We won’t be doing that again. I’m surprised my windshield didn’t shatter. I will actually need to cover my ears when I cut loose with this bad boy. Go ahead, suckers, give me a call.

The grocery shopping was dull, except for smiling young lady bagging groceries at Rosauer’s, author of the wrong kind of suspense. For some reason, Rosauer’s has a great grocery store with the worst baggers in grocery history. Blueberries? Broken open and dumped out due to careless tossing in sideways. Big chip bags? Stuffed together so that one couldn’t possibly lift that bag by the handles. Gods only know what happens if you get anything at the deli–they’d probably put the hot stuff right next to your ice cream. Not planning to complain, just bag my own in the future.

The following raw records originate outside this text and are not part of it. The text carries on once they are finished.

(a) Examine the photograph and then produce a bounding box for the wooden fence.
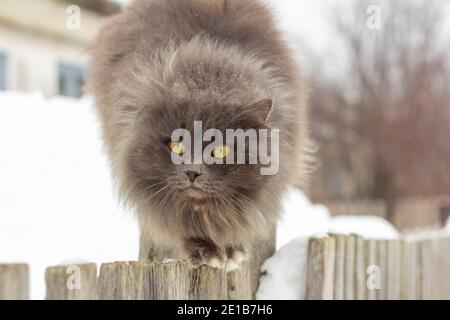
[306,233,450,300]
[1,233,450,300]
[45,260,252,300]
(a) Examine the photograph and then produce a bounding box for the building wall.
[0,0,109,97]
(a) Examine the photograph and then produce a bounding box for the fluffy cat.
[88,0,311,271]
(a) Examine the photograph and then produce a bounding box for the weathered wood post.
[420,239,433,300]
[445,236,450,300]
[344,235,356,300]
[45,264,97,300]
[331,234,346,300]
[98,262,147,300]
[143,261,189,300]
[306,236,336,300]
[188,265,227,300]
[0,264,29,300]
[364,239,377,300]
[139,229,276,299]
[400,239,419,300]
[376,240,388,300]
[432,236,445,300]
[386,239,401,299]
[226,261,252,300]
[354,235,366,300]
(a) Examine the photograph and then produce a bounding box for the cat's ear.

The conventional wisdom says that you are supposed to complain to the manager about stuff like that. But really, why? Why get in trouble a poor, rather dense minimum wage serf who really has no reason to give a damn about my groceries or her job, thanks to Idaho’s general working conditions and wage situation, which are in the category of ‘Enslaved Inca Silver Miners’? “Well, so that the manager can fix it!” But why is that my job, why do I think that will happen, and why should I even care? This manager has presumably had months to supervise and observe, and has made not one dent in the situation. Furthermore, I’m the customer. I’m the one who pays. Why am I to provide a volunteer service to a for-profit enterprise? Manage your own people, lady. I’ll just deal with it on my own henceforth. And if it slows down the register, oh, gee, well, sorry about that. Smile, smile, smile.

Boring things done, tried something new only thirty years after it was introduced, set myself up to start punching back at slimy creatures, managed to control frustration and not embarrass minwage serf. Was not rear-ended while braking for yellow light, harassed by bored deputies. Flipped off Hobby Lobby twice.

Around these parts, we count that as a good outing.